While there may well be truth to these ideas, writer and director Neeraj Pandey goes about detailing his film so meticulously that we fail to see the wood for the trees. The first half hour or so is spent on showing us how someone even as senior as the Chief of the Army Staff (Vikram Gokhale) can be pressurised by a retired army officer and present arms dealer (Kumud Mishra) to approve the purchase of military equipment at four times the actual price. The threat is that should the Chief turn down this outrageous deal, his funding for covert military operations overseas, vital for the nation’s security, will be exposed to the media.
Cut to the covert operations. It is headed by Colonel Abhay Singh (Manoj Bajpayee), a dare devil officer who apparently tosses a coin to second guess his opponents. Or so he tells his protege, Major Jai Bakshi (Sidharth Malhotra), a young officer in whom he has detected courage and patriotism, and whom he has mentored for so long that the two have actually begun to think alike. This symbiotic relationship is the most interesting human aspect of ‘Aiyaary’, and when their camaraderie suddenly falls apart after the younger man goes ‘rogue’, the Colonel is so distraught that he loses his former clarity of thinking and starts making mistakes.

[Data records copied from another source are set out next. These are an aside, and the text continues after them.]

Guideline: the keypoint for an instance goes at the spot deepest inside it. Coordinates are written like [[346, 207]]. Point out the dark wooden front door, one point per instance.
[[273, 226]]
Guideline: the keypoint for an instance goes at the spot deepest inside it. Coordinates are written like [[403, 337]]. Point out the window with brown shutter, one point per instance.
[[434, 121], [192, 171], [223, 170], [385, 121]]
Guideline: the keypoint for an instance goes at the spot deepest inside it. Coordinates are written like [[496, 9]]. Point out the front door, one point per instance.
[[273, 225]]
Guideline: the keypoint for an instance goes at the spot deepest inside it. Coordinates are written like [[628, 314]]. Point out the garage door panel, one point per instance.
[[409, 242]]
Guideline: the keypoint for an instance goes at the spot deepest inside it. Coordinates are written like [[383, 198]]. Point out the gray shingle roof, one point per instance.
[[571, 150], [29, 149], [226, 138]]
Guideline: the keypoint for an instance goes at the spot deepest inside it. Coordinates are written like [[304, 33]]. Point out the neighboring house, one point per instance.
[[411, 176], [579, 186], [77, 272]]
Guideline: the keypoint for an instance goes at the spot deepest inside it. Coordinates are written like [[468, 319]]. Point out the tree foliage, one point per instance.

He cannot recognise that the differences between them indicates a generational change, in which he, the Colonel, believes implicitly in the Indian State and its values, while the younger Major has become cynical of the corruption all around him and lost faith in the ideals of the Indian Republic.
There is both human and political truth in this depiction of the transformation in our body politic in the last few decades. But the stylistic choice to go with explaining the fine print on how the incestuous deals actually work, derails the script. It is so minute that every ten or fifteen minutes the audience switches off from the narrative, and only comes back to catch the thread, either when the movie changes location, or when a new actor enters the scenario. So, in short, we watch a good looking film in which we keep drifting in and out of the story.
‘Aiyaary’ is laudable in its sincere attempt to connect the dots in the web that a nation’s system weaves, when first it practises to deceive. But the movie is not successful because it gets caught in a cinematic web of its own making; so much so that a short role in which the fine actor, Naseeruddin Shah, plays a building watchman, horse race punter and dog lover, turns into a meaningless cameo. Which is sad.